The viscerosomatic reflex is a reflex in which somatic manifestations occur in response to visceral disturbances. More specifically, the visceral–cutaneous reflex is a phenomenon where disturbances or disease in visceral organs refer pain along the distribution of somatic nerves which share the same spinal segment as the sensory sympathetic fibers to the organ affected (Head 1893; Janig 1996). The visceral–cutaneous reflexes have been studied by many and are commonly referred to as Head’s zones, Chapman’s reflexes, or Mackenzie’s zones (Fig. 7.6.1).

Fig. 7.6.1 • Reflex abdominal areas (after Mackenzie).

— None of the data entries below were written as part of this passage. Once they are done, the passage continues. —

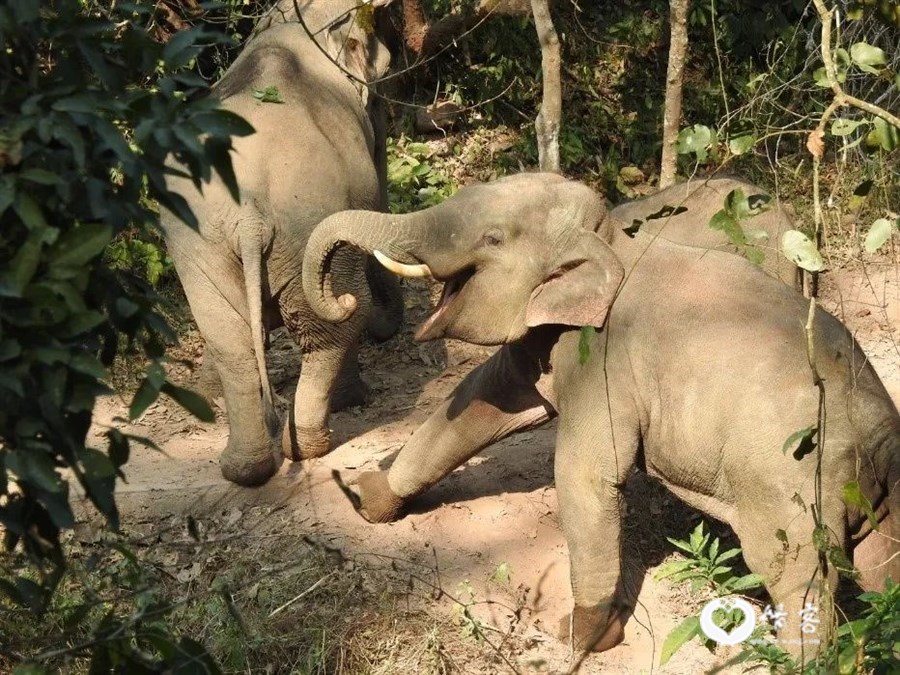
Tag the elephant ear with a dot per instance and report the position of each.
(581, 287)
(357, 50)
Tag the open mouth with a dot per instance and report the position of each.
(434, 325)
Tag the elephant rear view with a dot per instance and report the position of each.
(697, 372)
(298, 83)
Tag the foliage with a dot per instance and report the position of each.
(737, 208)
(90, 107)
(863, 646)
(704, 569)
(142, 255)
(414, 182)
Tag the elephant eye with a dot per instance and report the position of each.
(493, 237)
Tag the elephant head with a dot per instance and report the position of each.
(343, 29)
(489, 240)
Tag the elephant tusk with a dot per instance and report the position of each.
(400, 269)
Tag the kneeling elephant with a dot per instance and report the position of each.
(696, 371)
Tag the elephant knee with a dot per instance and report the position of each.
(377, 502)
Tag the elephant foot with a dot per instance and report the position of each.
(377, 502)
(298, 443)
(247, 469)
(592, 628)
(349, 395)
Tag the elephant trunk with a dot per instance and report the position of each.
(368, 231)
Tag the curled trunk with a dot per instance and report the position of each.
(364, 230)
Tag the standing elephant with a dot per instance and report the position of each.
(697, 373)
(311, 155)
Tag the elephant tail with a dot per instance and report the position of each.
(251, 256)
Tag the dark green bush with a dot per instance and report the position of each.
(90, 107)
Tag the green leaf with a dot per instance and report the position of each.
(802, 441)
(728, 555)
(885, 134)
(853, 496)
(22, 267)
(820, 538)
(802, 251)
(180, 48)
(40, 176)
(867, 57)
(502, 574)
(584, 343)
(191, 401)
(28, 210)
(684, 632)
(878, 234)
(746, 582)
(694, 140)
(96, 464)
(838, 558)
(728, 224)
(81, 244)
(844, 127)
(268, 95)
(741, 144)
(36, 468)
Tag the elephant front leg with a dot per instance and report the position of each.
(495, 400)
(306, 434)
(214, 287)
(589, 473)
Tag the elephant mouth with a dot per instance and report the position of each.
(435, 325)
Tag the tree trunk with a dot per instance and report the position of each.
(678, 10)
(548, 120)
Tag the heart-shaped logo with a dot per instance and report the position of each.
(740, 632)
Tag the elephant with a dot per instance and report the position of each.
(313, 153)
(682, 213)
(696, 372)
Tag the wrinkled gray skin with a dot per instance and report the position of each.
(311, 156)
(702, 199)
(697, 374)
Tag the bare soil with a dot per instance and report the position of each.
(492, 524)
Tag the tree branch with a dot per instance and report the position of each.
(678, 44)
(549, 117)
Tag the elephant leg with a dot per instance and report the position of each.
(591, 466)
(350, 390)
(214, 285)
(495, 400)
(209, 384)
(306, 434)
(790, 568)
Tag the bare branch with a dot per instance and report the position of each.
(678, 44)
(548, 119)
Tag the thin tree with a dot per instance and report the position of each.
(548, 119)
(678, 44)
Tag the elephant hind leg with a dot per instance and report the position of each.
(215, 291)
(789, 562)
(306, 434)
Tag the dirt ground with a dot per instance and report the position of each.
(498, 511)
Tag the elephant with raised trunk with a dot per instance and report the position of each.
(697, 373)
(314, 153)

The reflex is initiated by afferent impulses from visceral receptors, then impulses travel to the dorsal horn of the spinal cord, synapse with interconnecting neurons, and connect with sympathetic and peripheral motor efferents, resulting in sensory changes in the blood vessels and skin (and also muscle and viscera) (Bischof & Elmiger 1963; Arendt-Nielsen et al. 2008). If the pathological visceral afferent stimulation becomes chronic, neurogenic plasma extravasation will occur in the skin, thereby causing vasoconstriction in the periphery, hyperesthesia, and thixotropic changes. In more recent literature, three plausible neural mechanisms have been identified in animal models to explain visceral–cutaneous reflexes. Takahashi (1996) noted that plasma extravasation occurred as a result of antidromic stimulation of C-fibers in spinal nerves. It is noted that with unilateral stimulation changes in the skin can occur unilaterally or bilaterally. Studies suggest that the actual mechanism may be a combination of the three described processes, as noted by Wesselmann and Lai (1997). One potential mechanism is described because dichotomizing sensory neurons have a branch to both the uterus and to the skin. Uterine inflammation could cause excitation of the visceral branch of the afferent neuron, leading to antidromic activation of the somatic branch, causing neurogenic plasma extravasation. Wesselmann also hypothesized that visceral afferent neurons may excite cutaneous afferent neurons. The result of this spinal mechanism is antidromic activation of cutaneous afferent fibers, again resulting in plasma extravasation. It was suggested that the sympathetic postganglionic nerve terminals must be intact, demonstrated by a decrease in plasma extravasation when the anterior spinal root was not intact (Wesselmann & Lai 1997). Similarly, basic science studies (Beal 1985) have shown that somatic disturbances cause visceral changes, otherwise known as the somatovisceral reflex (Sato 1995).

Superficial to muscles with myofascial trigger points

Travell and Simons (1993) reported a strong association between active myofascial trigger points and subcutaneous connective tissue restrictions. Dermographia/fibrositis commonly occurs most often over muscles of the back of the neck, shoulders and torso, and less frequently over limb muscles. In panniculosis, the subcutaneous tissue exhibits increased viscosity suggestive of thixotropy. Travell and Simons proposed that the connective tissue restrictions may be related to sympathetic nervous system activity involving mechanisms operating in the underlying myofascial trigger points. Treating the panniculosis can relieve myofascial trigger point activity and/or make the underlying myofascial trigger point more responsive to treatment. Travell and Simons identified the need for designed studies to evaluate the relationship between myofascial trigger point activity and overlying panniculosis.